Google has announced its first Artificial Intelligence research lab outside the US. It will be based in Zurich and, it is hoped, will finally produce a robot with common sense.
I hadn’t thought I would ever welcome such a prospect but there’s so little common sense about now that I realise that those of us who recognise it’s value know we need all the help we can get. Although it may mean, of course, that real human common sense will virtually disappear as have so many other senses we once had, and have no more.
I’ve thought for a long time that most people are losing their sense of hearing. I don’t mean by going deaf, like I am; I mean that, by walking around with things in their ears they don’t know how to listen to the world. I’m not criticising them—I do it myself with my Welsh language tapes. It’s an invaluable learning aid, but . . . .
A couple of weeks ago my gardener, who obviously keeps his ears open, began packing up early because heavy rain was on its way. How did he know?
“I heard the sound of the leaves on the trees at the top of the hill shaking in the wind.”
Similarly, navigational skills are being lost. We used to be able to find our way by the stars when travelling on a clear night. Travelling by day we used our combined senses, often walking from one church spire to the next; steeple chasing if we had horses. Then we had maps. Now we have SatNav. A robot tells us where to go and even the most macho man obediently does as he’s told.
Before I read about the Google lab I was going to blog about common sense anyway. I’ve been convinced for some time that our lack of common sense is closely connected to our lack of Christian knowledge and Christian faith. Argue about it how you like, no one can deny that above all, Christianity makes sense, time after time after time. Jesus Christ was blessed with abundant quantities of the stuff. That’s God for you. When He gives He gives abundantly and we squander it to our cost.
Which brings me to one particular bus in Leeds in 2012. If just some of the passengers on that bus had had those Christian virtues of tolerance, generosity, humour and common sense Doug Paulley wouldn’t now by fighting his case in the Supreme Court.
In case you’ve missed the story let me tell you what happened. Mr Paulley, in his wheelchair, wanted to board a bus in Wetherby to go to Leeds but the wheelchair space was already occupied by a mother with a pushchair. She was asked to move but refused, as she was legally entitled to do, because her child was asleep. The driver could only request, not compel. Mr Paulley felt this was discrimination and took the bus company to court.
I admit I was tempted to blame the woman, but I know nothing about her situation. Maybe the child had kept her awake half the night, and she had only just got him off to sleep. Perhaps her partner had just walked out on her leaving her a single mother with several other children. Who knows her reasons.
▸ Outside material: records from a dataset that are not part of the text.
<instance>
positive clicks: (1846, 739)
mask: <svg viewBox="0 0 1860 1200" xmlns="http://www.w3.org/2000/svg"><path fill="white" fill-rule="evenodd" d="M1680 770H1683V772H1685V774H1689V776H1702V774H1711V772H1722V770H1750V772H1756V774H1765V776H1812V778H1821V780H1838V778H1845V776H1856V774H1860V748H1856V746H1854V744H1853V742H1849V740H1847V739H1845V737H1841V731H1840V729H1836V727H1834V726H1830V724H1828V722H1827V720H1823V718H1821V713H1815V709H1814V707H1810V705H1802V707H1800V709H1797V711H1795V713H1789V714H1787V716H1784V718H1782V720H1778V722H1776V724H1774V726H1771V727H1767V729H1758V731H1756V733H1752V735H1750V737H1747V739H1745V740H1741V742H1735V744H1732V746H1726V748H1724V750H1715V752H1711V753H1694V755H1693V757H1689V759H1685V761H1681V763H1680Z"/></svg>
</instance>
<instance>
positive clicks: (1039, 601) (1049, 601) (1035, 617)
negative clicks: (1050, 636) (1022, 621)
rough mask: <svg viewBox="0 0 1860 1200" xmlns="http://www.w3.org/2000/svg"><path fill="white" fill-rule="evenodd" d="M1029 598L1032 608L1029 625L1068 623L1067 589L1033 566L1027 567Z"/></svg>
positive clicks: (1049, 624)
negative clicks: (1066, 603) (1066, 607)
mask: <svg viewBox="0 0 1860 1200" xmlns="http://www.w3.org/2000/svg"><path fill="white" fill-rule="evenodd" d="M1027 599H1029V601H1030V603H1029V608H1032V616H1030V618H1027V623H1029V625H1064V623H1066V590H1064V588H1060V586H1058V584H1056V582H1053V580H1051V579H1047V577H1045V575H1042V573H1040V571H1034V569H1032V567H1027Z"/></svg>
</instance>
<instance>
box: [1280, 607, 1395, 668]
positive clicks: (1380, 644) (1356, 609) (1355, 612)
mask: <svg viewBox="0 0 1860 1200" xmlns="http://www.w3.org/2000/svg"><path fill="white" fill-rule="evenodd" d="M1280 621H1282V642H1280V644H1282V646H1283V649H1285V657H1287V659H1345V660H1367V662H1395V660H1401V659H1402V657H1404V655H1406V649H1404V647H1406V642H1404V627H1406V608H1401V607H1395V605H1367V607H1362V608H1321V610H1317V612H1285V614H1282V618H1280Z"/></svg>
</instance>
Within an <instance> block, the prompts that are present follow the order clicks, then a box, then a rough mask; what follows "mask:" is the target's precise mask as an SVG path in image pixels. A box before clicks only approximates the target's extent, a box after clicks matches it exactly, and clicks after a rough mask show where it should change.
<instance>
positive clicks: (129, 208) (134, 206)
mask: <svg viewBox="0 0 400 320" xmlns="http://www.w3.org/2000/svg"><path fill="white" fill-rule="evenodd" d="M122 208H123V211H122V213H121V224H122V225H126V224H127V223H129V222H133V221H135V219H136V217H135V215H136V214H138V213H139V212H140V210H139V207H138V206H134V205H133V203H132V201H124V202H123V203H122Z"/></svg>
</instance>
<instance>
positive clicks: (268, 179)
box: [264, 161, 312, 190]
What I do wonder about is all the other people on that bus. What on earth was wrong with them? Did they sit there like dummies, gazing steadfastly out of the window in embarrassment? Did not one single person have the common sense to sort out the problem? It shouldn’t have been particularly difficult; it didn’t need any special talent; only a bit of understanding and sensitivity.
Someone should have given Mum a convenient seat so that she could sit with the child on her lap. In case the child was disturbed and cried some motherly old soul should have distracted the child. Someone else could have folded up the pushchair, while some tactful person told the mother how kind she was to give up her place to the wheelchair user. Mr Paulley would have felt positively welcomed on to the bus and they could all have continued on their way feeling good about themselves and each other.
What’s more, someone would undoubtedly have helped Mum and pushchair off the bus when she arrived at her stop instead of glowering at her and thinking how selfish she was. (Beams and motes come to mind!)
Four years on, costing goodness knows what in terms of lawyers’ fees and emotional stress, through the county court and an appeal court, the case has arrived at the Supreme Court. Depending on their decision there will, no doubt, be yet more litigation to ensure we behave like the warm, friendly, compassionate people we ought to be.
We used to learn how to behave like this in “Scripture” lessons in the dark ages when I was young. Miss Piggy, on Sesame Street, with her “Moi, moi, moi!” was a wonderfully amusing caricature—now she’s emulated as a rôle model. I have a horrible feeling we have only ourselves to blame.